Ama İskender’in asıl başarısı, doğu ve batı kültürlerinin karışımından yeni ve ortak bir kültürün, HELENİSTİK KÜLTÜRÜN ortaya çıkmasını sağlamasıdır. Bilindiği gibi Helenistik Kültür, kendinden önceki Mısır, Mezopotamya, Anadolu, Ege, Pers ve Orta Asya kültürlerinin bir sentezi olduğu gibi aynı zamanda bugünkü Batı Medeniyetinin de temeli ya da subasmanıdır.
İskender’den sonra Roma İmparatorluğu da hakim olduğu topraklarda bir dünya birliği örneğini sergilemiştir. Özellikle MÖ 27 yılından MS 180 yılına dek 200 seneyi aşan bir barış dönemi (Pax Romana) yönetimi altındaki topraklarda huzur ve her alanda çok büyük gelişmelere neden olmuştur.
Sonraki dönemlerde de dünya birliğini savunan pek çok düşünür ortaya çıkmıştır. Bunlardan bazılarına kısa kısa değinmek gerekirse: "İşte, kardeşler için birlik içinde oturmak ne kadar iyi ve ne kadar hoş" diyen Dante’yi (1265-1321);küresel hükümeti, dünya barışını sağlayabilecek tek siyasi varlık olarak tanımlayan Mercurino di Gattinara’yı (1465-1530); küresel siyaset felsefesinin kurucularından, uluslararası hukukun öncüsü ve Dünya cumhuriyetinin tasarlayıcısı olan İspanyol filozof Francisco de Vitoria’yı (1483-1546) sayabiliriz.
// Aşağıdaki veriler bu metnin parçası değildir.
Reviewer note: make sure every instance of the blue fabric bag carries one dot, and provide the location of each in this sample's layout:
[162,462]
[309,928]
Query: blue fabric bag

Immanuel Kant: (1724-1804 ) Kant, doğa adamını kanunlarla sosyal bir yaşama zorlayan koşullar, ileride ulusların uluslararası toplumdan talep edeceği koşulların aynısıdır, diyor. Dünya birliği konusunda en önemli düşünürlerden birisi de Immanuel Kant’tır. Dünya barışının sağlanmasında dünya vatandaşlığının kurulmasını gerekli gören Kant 1795 te yazdığı “Sürekli barış: Felsefi bir eskiz” adlı makalesinde, savaş tehdidini kalıcı olarak ortadan kaldırmak, dünya çapında yeni ve kalıcı bir barış sürecini başlatmak ve insan ilişkilerinin düzenlenmesi için üç temel gereksinim ileri sürmektedir.
1-Her Devletin Sivil Anayasası Cumhuriyetçi Olmalıdır
2-Milletler Hukuku, Hür Devletler Federasyonu Üzerine Kurulacaktır.
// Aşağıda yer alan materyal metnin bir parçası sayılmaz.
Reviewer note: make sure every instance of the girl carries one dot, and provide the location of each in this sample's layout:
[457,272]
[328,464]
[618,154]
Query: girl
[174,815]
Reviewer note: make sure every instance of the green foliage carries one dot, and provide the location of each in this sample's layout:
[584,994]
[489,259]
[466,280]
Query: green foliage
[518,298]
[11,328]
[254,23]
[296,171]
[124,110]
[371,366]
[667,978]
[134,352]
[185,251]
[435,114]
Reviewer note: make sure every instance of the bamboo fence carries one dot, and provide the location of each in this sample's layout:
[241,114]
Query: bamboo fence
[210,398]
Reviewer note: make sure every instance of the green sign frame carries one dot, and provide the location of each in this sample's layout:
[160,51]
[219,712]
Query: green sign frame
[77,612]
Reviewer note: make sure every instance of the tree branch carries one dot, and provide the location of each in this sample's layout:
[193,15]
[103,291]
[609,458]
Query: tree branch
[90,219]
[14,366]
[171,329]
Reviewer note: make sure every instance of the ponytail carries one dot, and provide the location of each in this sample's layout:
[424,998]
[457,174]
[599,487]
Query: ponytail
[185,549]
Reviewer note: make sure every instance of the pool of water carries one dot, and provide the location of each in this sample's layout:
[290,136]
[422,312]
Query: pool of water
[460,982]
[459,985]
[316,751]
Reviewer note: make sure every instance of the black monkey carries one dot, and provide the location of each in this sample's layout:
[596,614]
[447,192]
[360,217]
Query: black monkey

3-Dünya Vatandaşlığı Yasası Evrensel Konukseverlik Koşullarıyla Sınırlandırılacaktır.
Kant tek dünya devletinin tiranlığa dönüşebileceği endişesini de taşıdığından dünya birliğini, hür devletler federasyonu olarak düşünmektedir.
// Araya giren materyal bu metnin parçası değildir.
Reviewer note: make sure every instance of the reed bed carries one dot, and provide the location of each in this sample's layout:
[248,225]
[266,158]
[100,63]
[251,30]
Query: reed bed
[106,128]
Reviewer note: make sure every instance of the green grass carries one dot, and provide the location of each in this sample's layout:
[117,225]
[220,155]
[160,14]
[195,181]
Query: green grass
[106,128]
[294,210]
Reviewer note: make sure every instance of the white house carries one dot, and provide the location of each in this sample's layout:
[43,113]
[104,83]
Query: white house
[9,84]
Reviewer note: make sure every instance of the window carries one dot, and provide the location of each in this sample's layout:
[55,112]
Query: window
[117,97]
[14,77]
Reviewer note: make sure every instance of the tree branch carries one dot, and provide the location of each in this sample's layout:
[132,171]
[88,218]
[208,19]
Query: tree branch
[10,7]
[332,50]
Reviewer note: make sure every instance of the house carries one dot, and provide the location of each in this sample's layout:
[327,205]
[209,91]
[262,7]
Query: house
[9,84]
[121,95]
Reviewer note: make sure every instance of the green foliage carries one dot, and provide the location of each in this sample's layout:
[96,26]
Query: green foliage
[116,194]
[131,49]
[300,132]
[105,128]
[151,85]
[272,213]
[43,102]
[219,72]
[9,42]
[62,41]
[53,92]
Robert Kagan, ”Avrupa birlik oluşturarak Hobesian anarşinin hüküm sürdüğü ortamdan çıkarak, sürekli barışın hüküm sürdüğü Kant’çı dünyaya adım atmıştır. Bu yüzden Alman Aslanı ile Fransız koyunu yan yana yatabilmektedir” diyor.
Bilindiği gibi materyalist felsefenin savunucularından Thomas Hobbes, siyasette monarşiyi savunuyor ve tüm güçlerin tek merkezde toplanmasını istiyordu. Bu düşüncelerini dile getirdiği 1651 tarihli Leviathan adlı eseri, 20.yüzyılın ikinci yarısına dek Avrupa siyasetinin yol haritası olarak kabul edilmişti. Fakat sorunların barış içinde müzakere yoluyla, kurallara uygun olarak çözümünü savunan AB ile Hobesian anlayıştan Kant’çı anlayışa geçilmiştir.
Kant, Hobesian dünyanın kötülüklerine karşı bir dünya hükümeti kurulmasını savunuyor, fakat bunun diktatörleşmesi halinde hobesian anarşiden daha büyük bir anarşi doğurmasından korkuyordu. Robert Kagan’a göre Kant’ın korkup çözemediği sorunu Avrupa, ABD’nin sağladığı güvenlik sayesinde çözdü.
ABD’nin sağladığı güvenlik sayesinde Avrupa, barışı sağlamak için güce gereksinim duymadan Kantın savunduğu dünya hükümeti tezini en azından Batı Avrupa’da sağlamış bulunuyor.